In conclusione, io penso che se la segreteria Schlein, che indubbiamente si gioca il tutto e per tutto alle imminenti Europee, non deciderà di invertire la rotta dell’alleanza con i pentastellati (il mitico “campo largo” di fatto rifiutato da Conte), ed insisterà nel rivendicare solo il perseguimento ottuso delle politiche Green, nella difesa dei diritti di tutte le minoranze, a firmare i referendum “fuori dal tempo” proposti dalla Cgil, assumendo sempre più le fattezze di un partito radicale ma “non di massa”, come profetizzò il filosofo cattolico Augusto Del Noce negli anni ’ 70, faticherà a trovare un Furio Camillo che possa sconfiggere i Galli e scacciarli dalle mura di Roma (metafora del Governo dei patrioti ovviamente).

E così, inevitabilmente, siamo tornati al punto di partenza. 

Ed alla domanda di quale sia il disegno e l’obiettivo finale della strategia fin qui seguita da Elly Schlein.

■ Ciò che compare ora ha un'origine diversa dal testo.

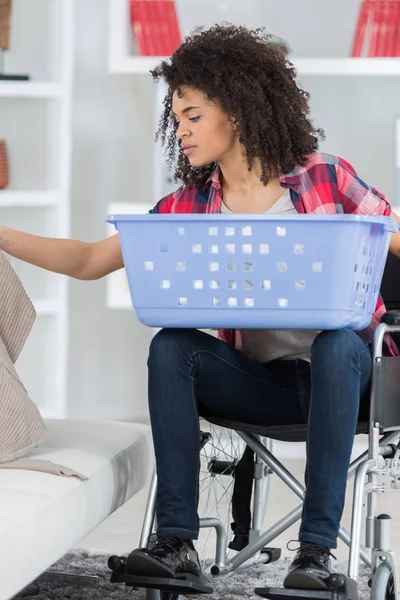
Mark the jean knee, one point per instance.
(169, 344)
(336, 345)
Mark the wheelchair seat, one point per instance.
(381, 458)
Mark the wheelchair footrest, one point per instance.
(339, 586)
(185, 584)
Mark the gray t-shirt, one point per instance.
(265, 345)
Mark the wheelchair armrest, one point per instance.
(392, 317)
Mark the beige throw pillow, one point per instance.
(21, 425)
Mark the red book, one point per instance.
(137, 24)
(391, 28)
(173, 25)
(376, 31)
(361, 28)
(386, 28)
(164, 35)
(397, 29)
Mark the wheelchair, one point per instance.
(228, 446)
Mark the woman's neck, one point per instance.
(236, 176)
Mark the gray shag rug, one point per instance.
(237, 586)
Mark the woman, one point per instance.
(240, 127)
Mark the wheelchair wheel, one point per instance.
(218, 459)
(382, 586)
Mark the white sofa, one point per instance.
(42, 516)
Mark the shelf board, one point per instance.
(45, 308)
(137, 65)
(30, 89)
(26, 199)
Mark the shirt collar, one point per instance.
(291, 180)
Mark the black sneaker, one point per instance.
(310, 569)
(170, 557)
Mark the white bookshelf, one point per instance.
(28, 89)
(35, 121)
(34, 199)
(123, 61)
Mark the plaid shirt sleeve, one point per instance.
(165, 204)
(356, 196)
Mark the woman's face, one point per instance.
(204, 131)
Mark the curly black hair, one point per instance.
(248, 73)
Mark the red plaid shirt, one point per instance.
(327, 184)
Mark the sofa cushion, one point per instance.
(42, 516)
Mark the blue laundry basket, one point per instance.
(254, 271)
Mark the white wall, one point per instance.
(112, 145)
(113, 158)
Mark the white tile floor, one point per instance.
(120, 533)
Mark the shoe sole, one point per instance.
(304, 581)
(141, 564)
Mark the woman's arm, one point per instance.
(76, 259)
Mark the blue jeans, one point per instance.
(191, 371)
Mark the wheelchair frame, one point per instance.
(381, 458)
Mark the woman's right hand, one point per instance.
(80, 260)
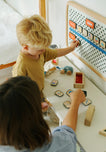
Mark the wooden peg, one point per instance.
(103, 132)
(89, 115)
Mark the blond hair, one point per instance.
(34, 31)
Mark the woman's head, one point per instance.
(34, 31)
(21, 121)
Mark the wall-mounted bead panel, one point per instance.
(90, 29)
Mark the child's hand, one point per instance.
(77, 96)
(74, 44)
(44, 106)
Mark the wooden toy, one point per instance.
(59, 93)
(67, 69)
(54, 82)
(53, 115)
(89, 115)
(103, 132)
(55, 61)
(68, 92)
(87, 102)
(78, 80)
(67, 104)
(47, 73)
(89, 28)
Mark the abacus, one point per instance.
(89, 28)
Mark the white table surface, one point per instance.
(89, 137)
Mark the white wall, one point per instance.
(25, 7)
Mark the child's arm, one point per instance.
(64, 51)
(70, 119)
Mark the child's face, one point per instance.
(35, 51)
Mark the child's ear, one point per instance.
(26, 47)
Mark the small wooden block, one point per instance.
(89, 115)
(103, 132)
(78, 80)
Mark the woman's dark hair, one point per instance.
(21, 120)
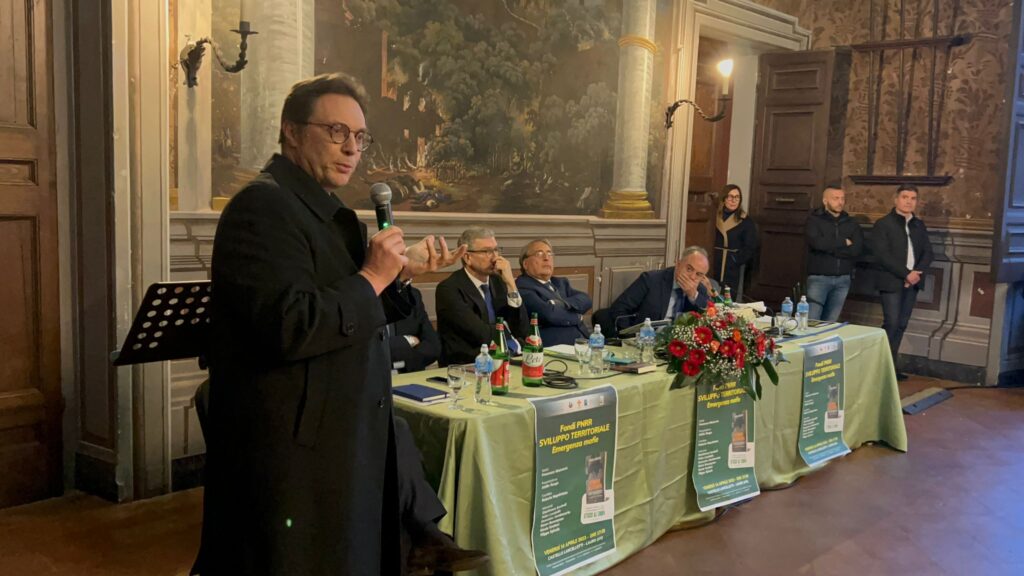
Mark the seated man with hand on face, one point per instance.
(471, 299)
(559, 307)
(664, 294)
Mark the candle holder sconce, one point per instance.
(190, 56)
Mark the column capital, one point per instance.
(634, 40)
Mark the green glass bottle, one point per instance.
(500, 357)
(532, 356)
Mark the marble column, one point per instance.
(628, 198)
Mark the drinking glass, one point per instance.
(582, 346)
(457, 376)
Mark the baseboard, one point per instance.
(187, 472)
(940, 369)
(97, 477)
(1011, 378)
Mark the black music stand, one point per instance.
(172, 323)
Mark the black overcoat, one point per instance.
(300, 460)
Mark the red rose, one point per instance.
(697, 357)
(726, 348)
(677, 348)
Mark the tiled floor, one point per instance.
(952, 505)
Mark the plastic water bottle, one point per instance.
(482, 365)
(597, 351)
(785, 312)
(803, 310)
(646, 341)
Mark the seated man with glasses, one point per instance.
(665, 293)
(559, 307)
(471, 299)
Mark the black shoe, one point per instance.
(439, 553)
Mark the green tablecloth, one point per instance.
(482, 460)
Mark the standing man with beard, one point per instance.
(903, 251)
(834, 243)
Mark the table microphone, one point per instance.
(380, 194)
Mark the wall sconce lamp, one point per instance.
(725, 69)
(190, 56)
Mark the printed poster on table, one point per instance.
(723, 458)
(574, 498)
(822, 410)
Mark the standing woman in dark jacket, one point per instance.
(735, 239)
(903, 252)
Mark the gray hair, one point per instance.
(693, 250)
(523, 254)
(472, 234)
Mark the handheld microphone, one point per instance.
(380, 194)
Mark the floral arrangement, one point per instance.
(719, 347)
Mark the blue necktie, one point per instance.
(680, 302)
(488, 301)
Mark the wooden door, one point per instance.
(1008, 248)
(709, 149)
(30, 369)
(798, 149)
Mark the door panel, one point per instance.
(797, 152)
(1008, 248)
(30, 387)
(709, 149)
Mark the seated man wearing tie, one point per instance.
(559, 307)
(665, 293)
(413, 340)
(471, 299)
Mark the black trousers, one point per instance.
(896, 310)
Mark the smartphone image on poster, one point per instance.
(739, 432)
(833, 409)
(595, 478)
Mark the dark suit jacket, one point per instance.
(889, 247)
(648, 297)
(559, 313)
(462, 317)
(417, 324)
(300, 389)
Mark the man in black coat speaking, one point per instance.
(302, 470)
(903, 251)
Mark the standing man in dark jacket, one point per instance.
(559, 306)
(413, 339)
(903, 251)
(834, 243)
(303, 472)
(471, 299)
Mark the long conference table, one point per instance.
(481, 460)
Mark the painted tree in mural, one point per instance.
(517, 114)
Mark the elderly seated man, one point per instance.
(559, 307)
(471, 299)
(665, 293)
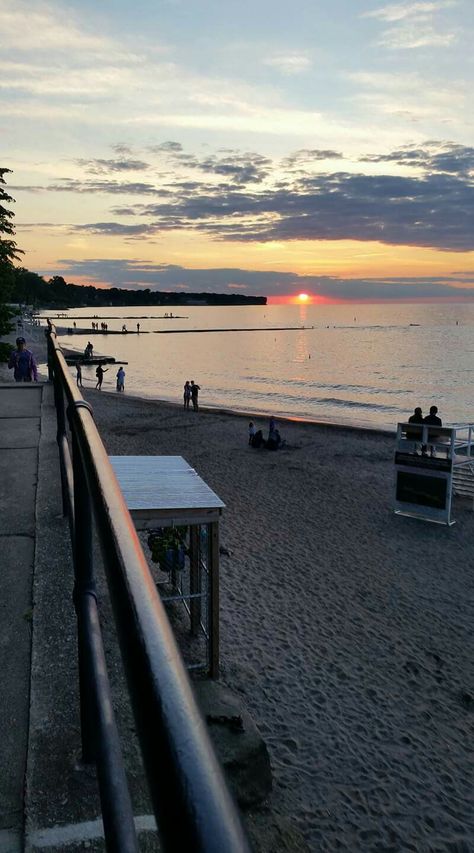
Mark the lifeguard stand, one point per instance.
(164, 491)
(428, 460)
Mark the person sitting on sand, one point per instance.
(258, 439)
(100, 377)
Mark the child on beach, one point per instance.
(187, 394)
(100, 377)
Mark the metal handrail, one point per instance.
(193, 807)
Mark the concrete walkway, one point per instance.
(20, 411)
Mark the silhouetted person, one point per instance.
(100, 377)
(433, 419)
(195, 389)
(415, 418)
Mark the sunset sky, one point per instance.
(248, 146)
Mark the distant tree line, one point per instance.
(29, 288)
(19, 285)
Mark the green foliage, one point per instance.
(167, 546)
(8, 253)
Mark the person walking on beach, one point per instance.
(22, 362)
(120, 379)
(187, 394)
(100, 377)
(195, 389)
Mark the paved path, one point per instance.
(20, 411)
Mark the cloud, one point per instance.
(446, 157)
(136, 274)
(435, 209)
(72, 185)
(413, 24)
(100, 167)
(290, 63)
(431, 206)
(401, 11)
(167, 147)
(307, 156)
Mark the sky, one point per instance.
(243, 146)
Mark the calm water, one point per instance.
(362, 364)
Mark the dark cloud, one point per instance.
(432, 211)
(136, 274)
(101, 167)
(447, 157)
(237, 168)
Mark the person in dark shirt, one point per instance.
(23, 363)
(432, 419)
(415, 418)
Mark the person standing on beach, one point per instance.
(120, 379)
(187, 394)
(23, 363)
(100, 377)
(433, 420)
(415, 418)
(195, 389)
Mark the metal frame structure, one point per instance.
(191, 801)
(426, 457)
(163, 491)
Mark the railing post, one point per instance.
(61, 437)
(214, 600)
(50, 352)
(84, 585)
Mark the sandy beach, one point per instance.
(346, 630)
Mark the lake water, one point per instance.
(362, 364)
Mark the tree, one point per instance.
(9, 252)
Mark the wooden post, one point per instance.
(195, 585)
(214, 600)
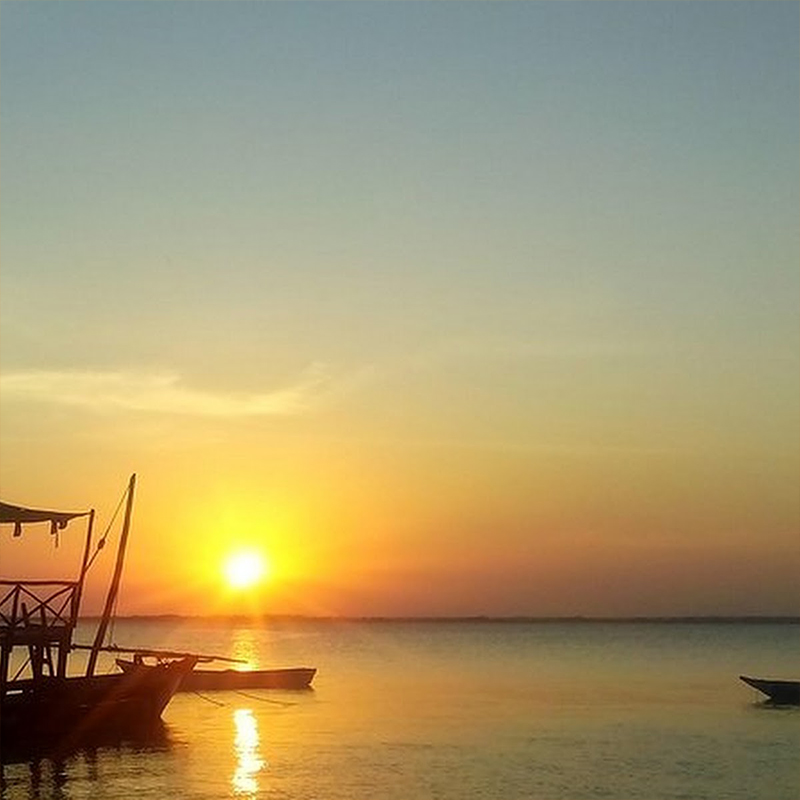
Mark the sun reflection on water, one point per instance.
(248, 759)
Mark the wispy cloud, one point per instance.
(163, 393)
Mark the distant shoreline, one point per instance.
(215, 618)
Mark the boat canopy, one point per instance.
(17, 515)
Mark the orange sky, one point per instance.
(448, 308)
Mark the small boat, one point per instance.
(783, 693)
(204, 680)
(46, 708)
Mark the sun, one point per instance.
(244, 569)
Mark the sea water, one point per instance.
(417, 710)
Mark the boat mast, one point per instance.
(113, 589)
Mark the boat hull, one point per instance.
(207, 680)
(59, 714)
(777, 692)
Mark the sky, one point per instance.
(445, 308)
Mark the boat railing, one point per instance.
(31, 610)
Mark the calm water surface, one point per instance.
(454, 710)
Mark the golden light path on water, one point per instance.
(248, 759)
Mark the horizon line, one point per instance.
(518, 618)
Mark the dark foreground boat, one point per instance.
(62, 714)
(784, 693)
(45, 708)
(204, 680)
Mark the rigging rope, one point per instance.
(101, 542)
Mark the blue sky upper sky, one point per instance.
(549, 246)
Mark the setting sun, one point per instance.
(245, 568)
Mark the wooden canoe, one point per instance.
(778, 692)
(58, 714)
(205, 680)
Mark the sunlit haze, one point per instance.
(445, 308)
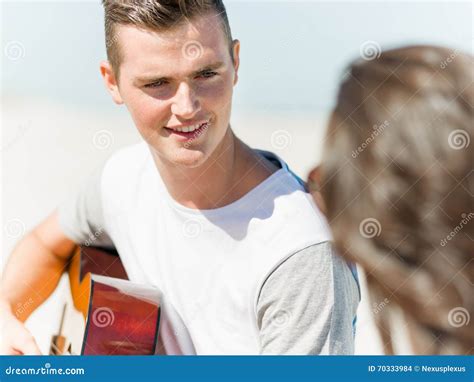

Per essere più chiaro: vuole dare vita ad un Partito di sinistra alleato con Conte, per creare una sorta di “cosa rossa”, un polo del tipo di “France Insoumise” di Jean Luc Mélenchon, che ritenga prioritaria la rappresentanza dei ceti più deboli ed emarginati, o in alternativa ad un partito riformista, con vista centro, che ritenga prioritaria la sfida per il governo del Paese? 

Diciotto anni fa il Pdè stato la grande novità della politica italiana, mentre oggi è vissuto nel suo stesso campo come il “grande equivoco”. 

Il partito che un tempo si definiva «di centrosinistra» ora si identifica sempre più solo come forza “di sinistra”.

Le liste presentate per le europee sono a mio avviso la visualizzazione plastica di questo equivoco, perché non puoi candidare fianco a fianco pacifisti ed atlantisti, filo-industriali e filo-sindacali, con il solo obiettivo di aumentare il bottino di voti.

Perché dopo le elezioni, già dal 10 giugno, come Giorgia Meloni si troverà a gestire promesse irrealizzabili perché incompatibili con i numeri di bilancio, così Elly Schlein dovrà pure fare sintesi, e non è certo facile gestire la coesistenza di eurodeputati che la pensano in modo diametralmente opposto su temi dirimenti come il posizionamento occidentale, e le alleanze internazionali .

Per non dire che rimane sempre aperto il problema dell’Area Popolare del Pd, che pur è stata componente essenziale per la nascita del Partito, e che mostra qualche difficoltà a riconoscersi nel nuovo corso, nella tessera del 2024 con l’effigie di Enrico Berlinguer; un disagio che traspare    da una diaspora silenziosa sui territori, dove c’è chi preferisce il centrodestra.

Se dovessi indicare, concludendo, un paio di elementi qualificanti della confusione e dell’improvvisazione (io per lo meno la chiamo così) che sembrano caratterizzare le attuali politiche del Pd non avrei dubbi:  il voto di astensione sul Patto di Stabilità in Europa,  di fatto sconfessando il Commissario con tessera Pd Paolo Gentiloni, e la firma del referendum sul Job Act.

En passant: legge quella voluta e votata da tutto il Pd, compresi Franceschini e Bersani, con l’esclusione di soli 40 coraggiosi, Gianni Cuperlo in testa, che allora era presidente del Partito, e che coerentemente si dimise. 

Ma la coerenza è un bene scarso di questi tempi al Nazareno, dove ormai convive tutto ed il suo contrario.